Dobson’a acquisition was easy to spot

Last week on this same blog, I wrote about Dobson Communications Corp. exploring strategic options, including the sale of the company (see related story). It turned out that all comments on my review on Dobson were right on target. It was pretty obvious it was a happy story for everybody. We foresaw Dobson should sale the company for a considerable profit (especially in these market conditions), whereas any big wireless carrier that would buy them would gain additional cellular coverage without making huge capital investments.

Last Friday, AT&T Inc. agreed to purchase wireless carrier Dobson for approximately $2.8 billion in cash. The price represents a nearly 17% premium over Dobson's share price as of last Thursday. Including net debt as of the first quarter of 2007, the total transaction value is approximately $5.1 billion. Some Dobson investors were hoping for a strategic buyer such as AT&T to emerge, betting that such a company could manage a larger premium over Dobson's share price than a potential private-equity buyer.
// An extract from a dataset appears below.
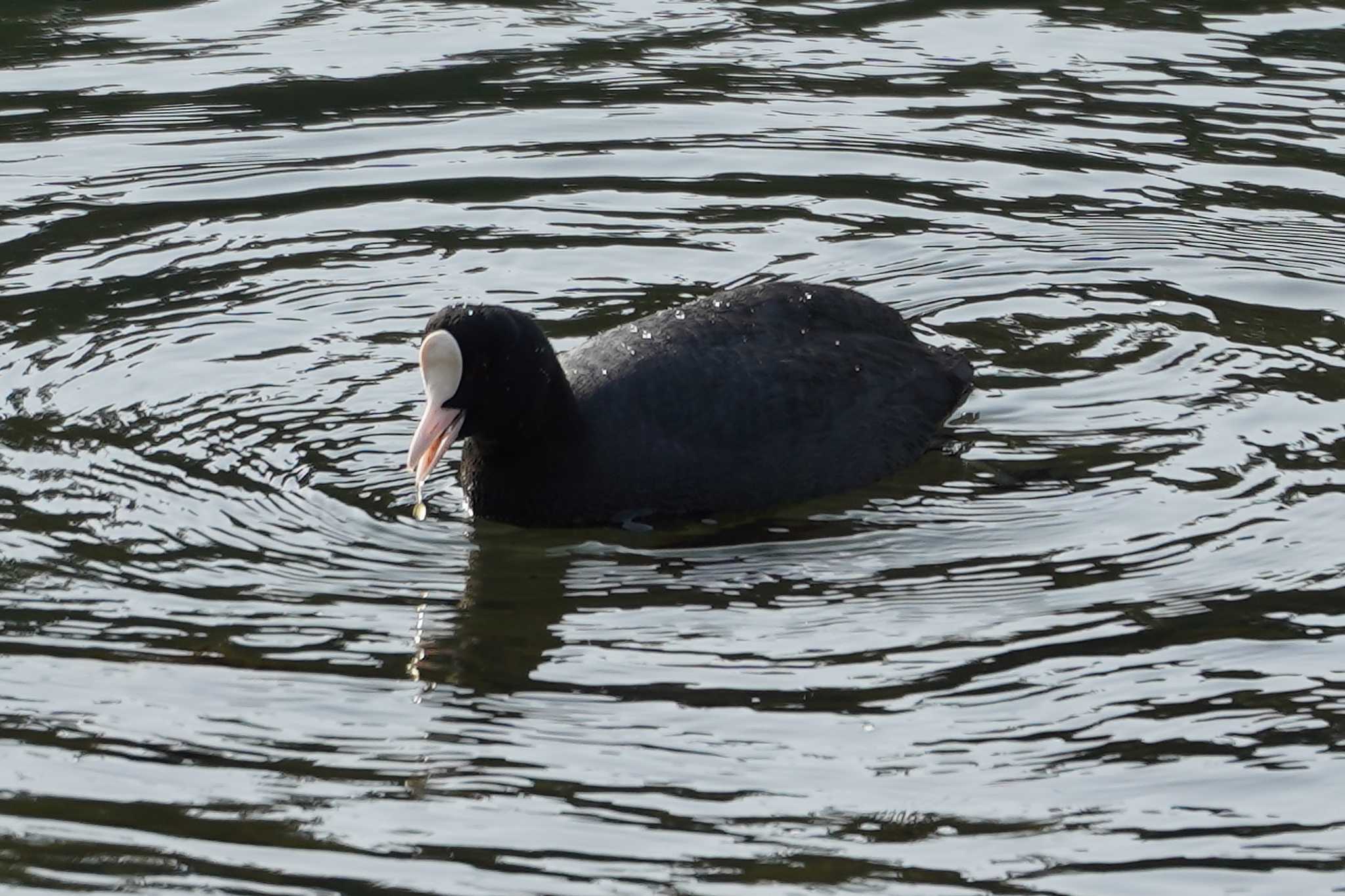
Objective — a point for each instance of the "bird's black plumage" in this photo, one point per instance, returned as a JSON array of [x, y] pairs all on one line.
[[740, 400]]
AT&T seemed to be at the right place at the right time. Dobson offers access to markets where cellular penetration is not as high as in major metropolitan markets, thus leaving more room for future growth. And even though roaming partnerships with larger wireless carriers will be difficult to maintain, AT&T expects to save about $2.5 billion through overhead cuts and reduced "roaming" expenses.

In the past years, AT&T made several large deals that expanded its wireless and landline reach, such as the acquisitions of AT&T Wireless and BellSouth Corp. However, consolidation in the telecom industry has left AT&T and other large operators with fewer options for big acquisitions. But there are many small wireless and wireline carriers for them to chase. Some observer's on Wall Street have said a broader "roll-up" of such rural carriers could be in store.